07.12.2018 | Stand 23.09.2023, 5:20 Uhr
Torjubel anno 2016: "Bomber" Moritz Hartmann feierte seinen Treffer zum 1:0-Sieg in Darmstadt als werdender Vater. Florent Haderjonaj (links) und Pascal Groß (dahinter) jubeln mit. Hartmanns Treffer bescherte dem damaligen FCI-Trainer Maik Walpurgis einen perfekten Einstand. −Foto: Bösl

Ingolstadt (DK) Immer wieder Darmstadt 98. In der Vereinsgeschichte des FC Ingolstadt sind die Duelle mit den Hessen ein steter Begleiter und oft von wegweisender Bedeutung.
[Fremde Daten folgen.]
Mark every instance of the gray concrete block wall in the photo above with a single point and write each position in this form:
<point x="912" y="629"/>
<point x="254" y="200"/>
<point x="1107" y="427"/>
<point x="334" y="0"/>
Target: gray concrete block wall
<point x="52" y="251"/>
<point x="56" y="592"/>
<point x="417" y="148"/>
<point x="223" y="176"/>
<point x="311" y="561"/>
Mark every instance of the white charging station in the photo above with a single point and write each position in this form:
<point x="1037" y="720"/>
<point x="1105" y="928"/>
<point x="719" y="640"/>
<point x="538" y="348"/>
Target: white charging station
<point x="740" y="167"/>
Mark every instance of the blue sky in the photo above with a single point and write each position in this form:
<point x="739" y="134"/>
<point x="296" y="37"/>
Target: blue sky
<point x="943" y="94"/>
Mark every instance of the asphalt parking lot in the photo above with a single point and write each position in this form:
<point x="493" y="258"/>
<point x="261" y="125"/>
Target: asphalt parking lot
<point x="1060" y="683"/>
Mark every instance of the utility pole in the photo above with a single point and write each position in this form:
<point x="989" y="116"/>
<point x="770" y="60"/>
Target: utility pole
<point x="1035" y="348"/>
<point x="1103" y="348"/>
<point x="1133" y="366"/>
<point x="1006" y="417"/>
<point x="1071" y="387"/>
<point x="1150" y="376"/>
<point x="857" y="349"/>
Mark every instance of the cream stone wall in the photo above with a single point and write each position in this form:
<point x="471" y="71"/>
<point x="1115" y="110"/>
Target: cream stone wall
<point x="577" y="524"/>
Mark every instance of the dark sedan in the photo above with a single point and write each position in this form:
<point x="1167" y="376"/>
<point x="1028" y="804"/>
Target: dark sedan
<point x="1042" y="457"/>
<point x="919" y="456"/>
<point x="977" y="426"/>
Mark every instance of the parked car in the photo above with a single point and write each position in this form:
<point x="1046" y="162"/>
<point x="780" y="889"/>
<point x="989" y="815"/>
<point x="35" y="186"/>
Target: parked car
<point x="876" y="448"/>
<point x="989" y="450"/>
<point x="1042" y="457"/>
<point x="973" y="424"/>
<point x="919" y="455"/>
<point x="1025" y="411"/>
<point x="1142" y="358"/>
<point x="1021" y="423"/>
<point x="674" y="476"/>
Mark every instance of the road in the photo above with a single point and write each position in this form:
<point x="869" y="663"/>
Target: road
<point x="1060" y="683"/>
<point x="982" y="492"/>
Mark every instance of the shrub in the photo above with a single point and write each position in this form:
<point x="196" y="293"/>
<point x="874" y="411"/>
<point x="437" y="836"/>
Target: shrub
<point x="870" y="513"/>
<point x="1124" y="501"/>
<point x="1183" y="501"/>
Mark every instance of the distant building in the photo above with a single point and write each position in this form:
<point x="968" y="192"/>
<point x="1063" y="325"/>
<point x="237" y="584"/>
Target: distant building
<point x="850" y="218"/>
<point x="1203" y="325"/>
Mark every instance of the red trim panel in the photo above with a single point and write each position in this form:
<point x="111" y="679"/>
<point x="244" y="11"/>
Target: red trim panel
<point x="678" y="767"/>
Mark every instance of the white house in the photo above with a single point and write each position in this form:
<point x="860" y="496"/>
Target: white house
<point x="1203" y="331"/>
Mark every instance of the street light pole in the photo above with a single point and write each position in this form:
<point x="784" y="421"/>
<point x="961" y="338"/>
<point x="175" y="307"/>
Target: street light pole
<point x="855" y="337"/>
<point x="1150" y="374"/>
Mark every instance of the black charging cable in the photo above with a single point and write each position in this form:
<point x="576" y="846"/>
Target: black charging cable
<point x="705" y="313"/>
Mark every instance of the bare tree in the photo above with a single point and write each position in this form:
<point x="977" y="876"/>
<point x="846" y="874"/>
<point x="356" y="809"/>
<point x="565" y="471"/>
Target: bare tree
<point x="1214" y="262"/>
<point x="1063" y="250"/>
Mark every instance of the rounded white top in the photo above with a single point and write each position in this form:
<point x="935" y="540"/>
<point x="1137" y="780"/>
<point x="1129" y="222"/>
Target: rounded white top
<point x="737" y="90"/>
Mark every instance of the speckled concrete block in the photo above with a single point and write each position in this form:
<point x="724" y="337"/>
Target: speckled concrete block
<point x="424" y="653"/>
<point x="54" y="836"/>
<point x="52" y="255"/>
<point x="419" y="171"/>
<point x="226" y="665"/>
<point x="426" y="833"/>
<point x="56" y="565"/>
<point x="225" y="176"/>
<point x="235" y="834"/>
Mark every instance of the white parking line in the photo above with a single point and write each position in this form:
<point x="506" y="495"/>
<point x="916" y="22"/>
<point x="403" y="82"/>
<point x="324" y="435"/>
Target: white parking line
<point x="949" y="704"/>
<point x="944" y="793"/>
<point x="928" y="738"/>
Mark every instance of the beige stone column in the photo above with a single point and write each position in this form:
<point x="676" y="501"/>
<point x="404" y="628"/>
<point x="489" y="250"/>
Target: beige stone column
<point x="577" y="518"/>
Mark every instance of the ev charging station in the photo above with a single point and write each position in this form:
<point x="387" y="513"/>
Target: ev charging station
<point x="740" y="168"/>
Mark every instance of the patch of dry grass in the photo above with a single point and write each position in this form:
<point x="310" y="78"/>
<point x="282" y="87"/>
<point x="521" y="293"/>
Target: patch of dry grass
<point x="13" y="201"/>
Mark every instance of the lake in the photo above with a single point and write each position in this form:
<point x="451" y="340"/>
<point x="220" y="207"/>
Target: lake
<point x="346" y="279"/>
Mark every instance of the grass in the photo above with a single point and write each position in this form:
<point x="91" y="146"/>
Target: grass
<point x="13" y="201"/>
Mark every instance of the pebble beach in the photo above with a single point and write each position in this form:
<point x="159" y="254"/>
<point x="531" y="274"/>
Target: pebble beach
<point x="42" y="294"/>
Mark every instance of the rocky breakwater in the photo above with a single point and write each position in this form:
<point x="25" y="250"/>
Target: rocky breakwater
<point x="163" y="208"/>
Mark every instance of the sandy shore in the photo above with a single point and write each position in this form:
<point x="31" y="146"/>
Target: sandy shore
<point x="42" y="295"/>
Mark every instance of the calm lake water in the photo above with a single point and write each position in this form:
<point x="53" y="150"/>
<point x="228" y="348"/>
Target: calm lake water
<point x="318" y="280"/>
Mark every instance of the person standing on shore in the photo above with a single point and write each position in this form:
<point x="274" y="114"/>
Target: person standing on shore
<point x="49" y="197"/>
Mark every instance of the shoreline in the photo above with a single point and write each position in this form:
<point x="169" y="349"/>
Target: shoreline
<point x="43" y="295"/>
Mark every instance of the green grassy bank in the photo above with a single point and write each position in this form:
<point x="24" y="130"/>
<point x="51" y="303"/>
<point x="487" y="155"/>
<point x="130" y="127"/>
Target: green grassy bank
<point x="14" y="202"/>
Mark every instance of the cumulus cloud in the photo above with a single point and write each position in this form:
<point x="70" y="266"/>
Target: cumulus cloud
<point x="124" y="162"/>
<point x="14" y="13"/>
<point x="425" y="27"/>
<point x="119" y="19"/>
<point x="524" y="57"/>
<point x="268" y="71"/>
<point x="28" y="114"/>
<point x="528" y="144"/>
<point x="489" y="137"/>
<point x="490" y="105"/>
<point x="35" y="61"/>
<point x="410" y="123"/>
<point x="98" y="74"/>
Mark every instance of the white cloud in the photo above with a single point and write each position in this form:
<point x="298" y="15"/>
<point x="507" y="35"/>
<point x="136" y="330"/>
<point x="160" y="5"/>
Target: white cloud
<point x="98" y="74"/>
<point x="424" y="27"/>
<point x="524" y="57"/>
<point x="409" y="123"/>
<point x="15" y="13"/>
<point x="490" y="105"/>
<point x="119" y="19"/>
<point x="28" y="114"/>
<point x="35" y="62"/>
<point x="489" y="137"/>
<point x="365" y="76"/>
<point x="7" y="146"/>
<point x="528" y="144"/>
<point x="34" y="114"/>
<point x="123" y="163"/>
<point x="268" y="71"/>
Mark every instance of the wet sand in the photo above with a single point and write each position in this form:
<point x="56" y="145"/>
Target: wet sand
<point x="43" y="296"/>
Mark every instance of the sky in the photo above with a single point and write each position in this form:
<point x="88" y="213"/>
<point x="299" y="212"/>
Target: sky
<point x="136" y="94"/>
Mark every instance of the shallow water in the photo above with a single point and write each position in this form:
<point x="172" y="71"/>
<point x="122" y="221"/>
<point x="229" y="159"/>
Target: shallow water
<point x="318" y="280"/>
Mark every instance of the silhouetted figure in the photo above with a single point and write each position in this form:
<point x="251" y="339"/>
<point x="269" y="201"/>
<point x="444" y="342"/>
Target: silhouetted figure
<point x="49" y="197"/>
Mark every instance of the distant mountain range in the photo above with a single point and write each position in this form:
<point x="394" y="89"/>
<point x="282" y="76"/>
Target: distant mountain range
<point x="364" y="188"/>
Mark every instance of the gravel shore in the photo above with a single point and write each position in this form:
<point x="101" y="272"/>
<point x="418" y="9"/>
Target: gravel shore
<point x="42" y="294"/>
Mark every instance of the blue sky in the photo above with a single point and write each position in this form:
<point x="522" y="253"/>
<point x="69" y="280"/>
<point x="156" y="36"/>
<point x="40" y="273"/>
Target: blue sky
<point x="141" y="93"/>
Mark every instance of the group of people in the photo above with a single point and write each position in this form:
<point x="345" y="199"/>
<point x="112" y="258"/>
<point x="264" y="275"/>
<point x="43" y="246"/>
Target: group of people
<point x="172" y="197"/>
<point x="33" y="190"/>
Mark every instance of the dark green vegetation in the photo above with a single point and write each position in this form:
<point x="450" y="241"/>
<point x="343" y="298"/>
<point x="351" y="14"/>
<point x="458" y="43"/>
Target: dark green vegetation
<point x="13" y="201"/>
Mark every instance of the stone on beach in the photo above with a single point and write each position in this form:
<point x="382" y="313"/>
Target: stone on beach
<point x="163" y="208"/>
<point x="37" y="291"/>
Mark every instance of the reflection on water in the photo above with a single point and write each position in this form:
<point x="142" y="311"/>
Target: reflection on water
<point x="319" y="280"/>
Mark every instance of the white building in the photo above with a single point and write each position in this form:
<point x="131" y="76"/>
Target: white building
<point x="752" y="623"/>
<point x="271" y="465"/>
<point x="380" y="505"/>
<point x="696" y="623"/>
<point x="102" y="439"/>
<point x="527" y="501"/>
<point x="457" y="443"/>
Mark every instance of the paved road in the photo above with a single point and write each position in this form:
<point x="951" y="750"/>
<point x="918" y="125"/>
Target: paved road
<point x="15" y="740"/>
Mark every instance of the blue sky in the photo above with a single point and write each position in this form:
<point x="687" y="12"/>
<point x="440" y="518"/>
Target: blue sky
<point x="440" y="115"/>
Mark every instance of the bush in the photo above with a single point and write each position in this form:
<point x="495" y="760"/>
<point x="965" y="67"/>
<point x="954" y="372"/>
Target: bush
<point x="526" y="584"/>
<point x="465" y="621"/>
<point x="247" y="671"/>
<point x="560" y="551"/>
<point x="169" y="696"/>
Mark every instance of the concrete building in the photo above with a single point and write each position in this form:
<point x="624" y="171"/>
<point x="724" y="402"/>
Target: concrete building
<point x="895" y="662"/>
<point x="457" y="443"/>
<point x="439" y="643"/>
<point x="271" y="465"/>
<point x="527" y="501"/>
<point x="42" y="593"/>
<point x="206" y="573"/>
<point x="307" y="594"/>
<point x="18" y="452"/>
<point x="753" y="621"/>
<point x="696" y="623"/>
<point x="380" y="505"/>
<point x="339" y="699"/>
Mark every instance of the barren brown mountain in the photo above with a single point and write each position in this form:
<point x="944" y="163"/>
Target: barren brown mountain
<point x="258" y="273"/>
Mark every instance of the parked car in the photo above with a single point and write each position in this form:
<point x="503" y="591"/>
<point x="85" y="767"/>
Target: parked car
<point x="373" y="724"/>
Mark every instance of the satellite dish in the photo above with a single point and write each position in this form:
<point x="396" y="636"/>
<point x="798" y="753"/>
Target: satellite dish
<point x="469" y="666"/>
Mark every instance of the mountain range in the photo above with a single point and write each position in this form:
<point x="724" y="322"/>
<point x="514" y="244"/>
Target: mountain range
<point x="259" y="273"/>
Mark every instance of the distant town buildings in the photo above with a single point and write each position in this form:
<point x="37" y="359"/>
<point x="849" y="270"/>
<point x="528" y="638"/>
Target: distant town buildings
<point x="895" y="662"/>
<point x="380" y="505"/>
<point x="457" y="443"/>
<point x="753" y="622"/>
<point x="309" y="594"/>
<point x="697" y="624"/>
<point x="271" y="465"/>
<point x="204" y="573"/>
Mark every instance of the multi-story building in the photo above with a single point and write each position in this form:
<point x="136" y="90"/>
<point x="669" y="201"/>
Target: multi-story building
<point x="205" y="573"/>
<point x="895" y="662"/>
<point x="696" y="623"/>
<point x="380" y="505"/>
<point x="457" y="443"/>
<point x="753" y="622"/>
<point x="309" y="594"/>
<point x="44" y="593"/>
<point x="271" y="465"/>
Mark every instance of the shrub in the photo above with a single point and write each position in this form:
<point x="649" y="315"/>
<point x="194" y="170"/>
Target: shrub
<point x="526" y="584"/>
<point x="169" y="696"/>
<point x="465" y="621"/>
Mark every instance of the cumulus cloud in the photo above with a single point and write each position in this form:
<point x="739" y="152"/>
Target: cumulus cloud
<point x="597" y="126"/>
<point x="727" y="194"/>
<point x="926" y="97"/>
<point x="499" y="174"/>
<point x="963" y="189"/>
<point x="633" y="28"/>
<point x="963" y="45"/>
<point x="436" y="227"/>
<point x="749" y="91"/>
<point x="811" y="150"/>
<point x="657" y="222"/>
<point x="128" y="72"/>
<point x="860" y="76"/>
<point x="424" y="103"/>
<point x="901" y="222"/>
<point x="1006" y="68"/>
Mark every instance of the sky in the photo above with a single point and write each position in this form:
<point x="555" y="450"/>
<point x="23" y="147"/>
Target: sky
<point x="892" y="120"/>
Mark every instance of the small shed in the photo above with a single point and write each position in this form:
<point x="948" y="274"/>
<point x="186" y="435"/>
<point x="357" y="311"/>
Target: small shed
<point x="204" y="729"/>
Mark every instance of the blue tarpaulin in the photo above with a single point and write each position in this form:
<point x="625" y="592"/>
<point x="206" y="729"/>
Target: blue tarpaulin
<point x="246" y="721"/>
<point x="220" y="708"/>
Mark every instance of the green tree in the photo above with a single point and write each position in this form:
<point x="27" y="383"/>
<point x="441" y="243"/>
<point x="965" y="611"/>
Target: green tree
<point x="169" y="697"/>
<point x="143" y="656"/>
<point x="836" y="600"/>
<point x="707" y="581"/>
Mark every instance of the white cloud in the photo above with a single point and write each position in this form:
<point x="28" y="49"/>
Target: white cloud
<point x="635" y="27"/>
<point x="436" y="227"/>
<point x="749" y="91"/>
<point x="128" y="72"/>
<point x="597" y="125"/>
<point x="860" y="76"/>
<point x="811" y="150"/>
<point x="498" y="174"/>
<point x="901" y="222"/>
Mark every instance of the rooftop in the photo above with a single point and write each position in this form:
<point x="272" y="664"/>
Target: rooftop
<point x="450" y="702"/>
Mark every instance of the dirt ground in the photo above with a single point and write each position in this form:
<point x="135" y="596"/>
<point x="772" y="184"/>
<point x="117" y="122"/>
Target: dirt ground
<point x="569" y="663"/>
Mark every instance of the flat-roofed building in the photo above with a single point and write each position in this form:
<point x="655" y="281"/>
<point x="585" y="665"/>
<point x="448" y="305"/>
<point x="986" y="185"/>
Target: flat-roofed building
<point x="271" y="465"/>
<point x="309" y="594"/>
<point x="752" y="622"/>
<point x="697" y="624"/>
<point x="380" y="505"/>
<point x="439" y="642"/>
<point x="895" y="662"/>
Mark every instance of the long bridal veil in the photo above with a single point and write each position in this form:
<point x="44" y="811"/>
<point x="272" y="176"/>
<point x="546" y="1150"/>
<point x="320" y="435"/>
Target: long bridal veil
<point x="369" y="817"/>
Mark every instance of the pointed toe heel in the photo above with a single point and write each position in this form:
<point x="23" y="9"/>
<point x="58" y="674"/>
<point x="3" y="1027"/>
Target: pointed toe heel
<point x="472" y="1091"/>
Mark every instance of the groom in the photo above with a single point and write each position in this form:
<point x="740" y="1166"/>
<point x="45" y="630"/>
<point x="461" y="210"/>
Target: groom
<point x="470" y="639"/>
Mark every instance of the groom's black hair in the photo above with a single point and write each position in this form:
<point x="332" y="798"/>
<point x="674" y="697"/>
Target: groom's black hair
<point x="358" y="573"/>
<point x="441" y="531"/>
Am Samstag um 13 Uhr ist es am Böllenfalltor erneut so weit: Der FCI hofft dabei zum Einstand von Trainer Jens Keller wieder einmal auf einen erfolgrreichen Neustart.

Ein Szenario wie vor zwei Jahren wäre den Ingolstädtern am liebsten. Damals, am 19. November 2016, feierte Maik Walpurgis als Nachfolger von Markus Kauczinski ein erfolgreiches Debüt auf der Schanzer Trainerbank. 1:0 gewann der FCI dank eines Treffers von "Bomber" Moritz Hartmann - und es keimte Hoffnung auf im Kampf um den Klassenerhalt.

Gleiches wünschen sich die Schanzer bei Kellers Premiere. Dieser wiederum appelliert wie seine Vorgänger Stefan Leitl und Alexander Nouri an die Einstellung der Profis. "Die Mannschaft befindet sich in einer gefährlichen Situation. Sie ist sich ihrer Stärke irgendwo bewusst. Trotzdem steht sie am Tabellenende. Wenn nicht jedem im Kopf klar ist, dass wir im Abstiegskampf sind, werden wir es nicht schaffen", sagt Keller und nimmt das Heimspiel gegen den Hamburger SV (1:2) als mahnendes Beispiel. "Ich kann nicht hören, dass das nicht so schlecht war. Am Anfang der Saison hat man sich gewünscht, dass das ein Spitzenspiel wird. Der HSV spielt nicht in einer anderen Liga, sondern in der gleichen wie wir. Und wenn ich verliere, habe ich keine Punkte. Da kann man nicht sagen: Die sind Erster und wir Letzter, da kann man mal verlieren. Nein, das ärgert mich ungemein. Ich hasse Niederlagen."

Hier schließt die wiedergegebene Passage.